As with Nuvation's CDK2/4/6 inhibitor NUV-422, which was previously at the forefront, several patients in Phase I developed uveitis. After failing to identify the related causes and solutions, the clinical trial ultimately failed.

Similarly, for ocular adverse events, Blueprint's CDK2 inhibitor BLU-222 observed visual adverse events (photosensitivity and blurred vision) in a limited number of patients during Phase I/II clinical trials. In February 2023, the FDA partially suspended the trial, which was later resolved by dose reduction and treatment discontinuation.

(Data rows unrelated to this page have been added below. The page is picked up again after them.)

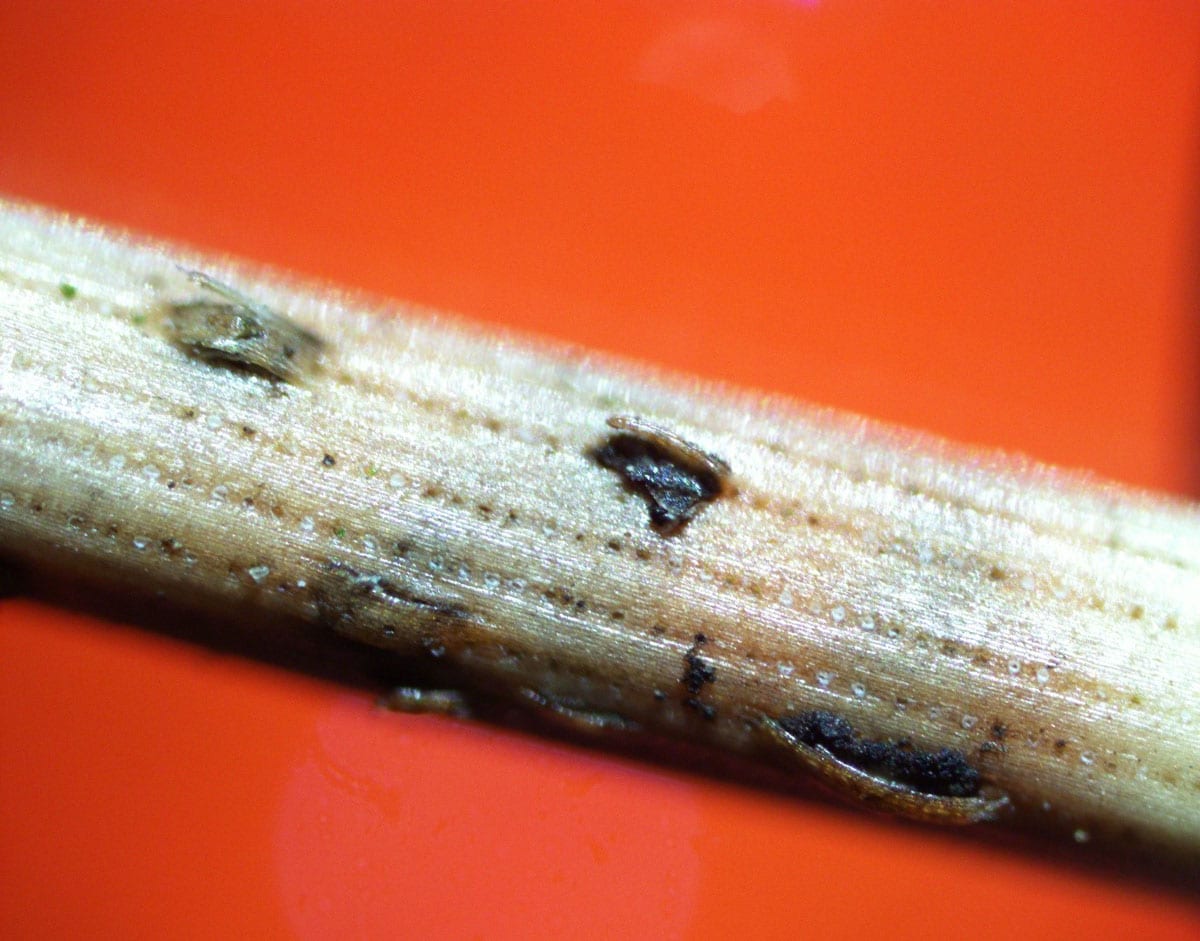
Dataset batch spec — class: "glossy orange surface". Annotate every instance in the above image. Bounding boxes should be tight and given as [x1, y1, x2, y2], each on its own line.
[0, 0, 1200, 940]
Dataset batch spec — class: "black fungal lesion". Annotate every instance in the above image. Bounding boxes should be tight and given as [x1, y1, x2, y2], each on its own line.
[761, 711, 1010, 825]
[590, 415, 732, 535]
[679, 634, 716, 720]
[162, 271, 323, 383]
[779, 709, 980, 797]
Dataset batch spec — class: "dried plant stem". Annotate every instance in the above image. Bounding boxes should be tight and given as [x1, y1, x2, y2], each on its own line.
[0, 205, 1200, 867]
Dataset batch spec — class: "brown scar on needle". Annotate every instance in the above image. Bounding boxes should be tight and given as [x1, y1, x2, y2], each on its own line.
[761, 711, 1010, 825]
[162, 269, 324, 383]
[592, 415, 732, 535]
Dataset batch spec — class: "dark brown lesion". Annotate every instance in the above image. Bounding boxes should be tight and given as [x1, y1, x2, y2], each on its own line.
[679, 634, 716, 720]
[760, 711, 1012, 825]
[162, 271, 323, 383]
[590, 415, 731, 535]
[779, 711, 980, 797]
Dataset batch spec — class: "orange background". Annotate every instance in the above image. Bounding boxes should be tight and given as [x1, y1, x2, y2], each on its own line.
[0, 0, 1200, 940]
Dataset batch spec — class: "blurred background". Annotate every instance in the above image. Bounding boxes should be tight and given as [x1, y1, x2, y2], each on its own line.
[0, 0, 1200, 939]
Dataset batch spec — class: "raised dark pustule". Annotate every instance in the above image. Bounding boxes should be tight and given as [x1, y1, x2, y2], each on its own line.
[779, 711, 980, 797]
[592, 433, 722, 533]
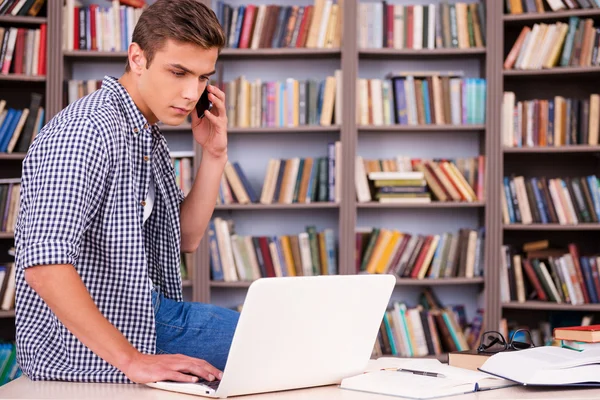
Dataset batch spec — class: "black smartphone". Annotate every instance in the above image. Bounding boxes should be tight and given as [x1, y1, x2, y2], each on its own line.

Moreover, even MNCs couldn't escape the "R&D black hole" in the CDK2 field. Before PF-07104091, Pfizer initiated a Phase 1/2a clinical trial for the CDK2/4/6 inhibitor PF-06873600 in early 2018, but ultimately, Pfizer discontinued the development of this drug.

Whether BeOne Medicines' ETX-197 can stand out in such a perilous R&D field remains to be seen.

03 BeOne Medicines' Solid Tumor Efforts

From the analysis of BeOne Medicines' product revenue in the first three quarters of 2023, as zanubrutinib accelerated its market expansion in the U.S. in Q3, the company's prominence in the hematological malignancies field has begun to overshadow its focus on solid tumors, giving investors a sense of "imbalance" between the two areas of development.

Of course, as the "leading innovator in pharmaceuticals," BeOne Medicines' success with zanubrutinib in CLL/SLL demonstrates that the company understands scaling up in solid tumors requires capturing major indications, just as it did with hematological malignancies.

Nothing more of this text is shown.